Clearly the Examiner, which is a very conservative leaning publication, is none to pleased about the apparent success of this aspect of the Obama Administrations’s space policy, even if it was initiated under President Bush, and comes from a strong background of bi-partisan support over many years as outlined in this recent piece  in The Space Review.

Nevertheless, it seems that there is something else at work here, a deep-seated and almost inexplicable hostility to what in any other industry would be heralded by ostensible proponents of smaller government as a quintessential American success story.  As such, it harkens back to previous (and equally dishonest, but at least better written) attacks on SpaceX  by Loren Thompson, and the Lexington Institute as mouthpieces for traditional aerospace interests, of which defense giant Lockheed Martin is a significant contributor.
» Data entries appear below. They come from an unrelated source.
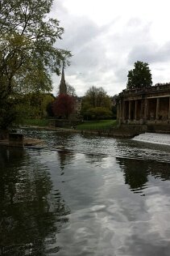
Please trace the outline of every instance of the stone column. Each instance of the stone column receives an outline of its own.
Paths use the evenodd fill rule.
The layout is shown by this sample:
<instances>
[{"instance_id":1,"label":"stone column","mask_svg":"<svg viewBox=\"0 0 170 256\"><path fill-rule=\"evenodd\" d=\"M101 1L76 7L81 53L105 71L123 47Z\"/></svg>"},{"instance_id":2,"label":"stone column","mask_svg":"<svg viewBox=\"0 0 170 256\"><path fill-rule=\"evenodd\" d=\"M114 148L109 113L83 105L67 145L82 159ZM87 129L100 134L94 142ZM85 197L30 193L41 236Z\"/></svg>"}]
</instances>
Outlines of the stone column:
<instances>
[{"instance_id":1,"label":"stone column","mask_svg":"<svg viewBox=\"0 0 170 256\"><path fill-rule=\"evenodd\" d=\"M169 97L168 119L170 119L170 97Z\"/></svg>"},{"instance_id":2,"label":"stone column","mask_svg":"<svg viewBox=\"0 0 170 256\"><path fill-rule=\"evenodd\" d=\"M155 112L155 119L159 119L159 113L160 113L160 98L156 99L156 112Z\"/></svg>"},{"instance_id":3,"label":"stone column","mask_svg":"<svg viewBox=\"0 0 170 256\"><path fill-rule=\"evenodd\" d=\"M129 100L129 120L131 120L131 100Z\"/></svg>"},{"instance_id":4,"label":"stone column","mask_svg":"<svg viewBox=\"0 0 170 256\"><path fill-rule=\"evenodd\" d=\"M135 120L137 119L138 100L135 100Z\"/></svg>"}]
</instances>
There is nothing wrong with expressing concerns about the issues of a young company taking on an almost unprecedented challenge with the help of the U.S. taxpayer.  In fact, that is the job of a skeptical press.  But when the degree of success is so undeniable that one has to resort to outright falsehoods to even draw a contrast and present a story, then that becomes the news.

If  Orbital Sciences is successful in conducting its own COTS test flights in coming months, out of the Mid-Atlantic Regional Spaceport,  almost in D.C.’s own  back yard no less, it will be interesting to see what if any reaction comes from defenders of arsenal space.  Somehow it seems unlikely that the headlines will shout that Orbital, not to mention Boeing, Sierra Nevada and even ULA  got “insider deals” as well.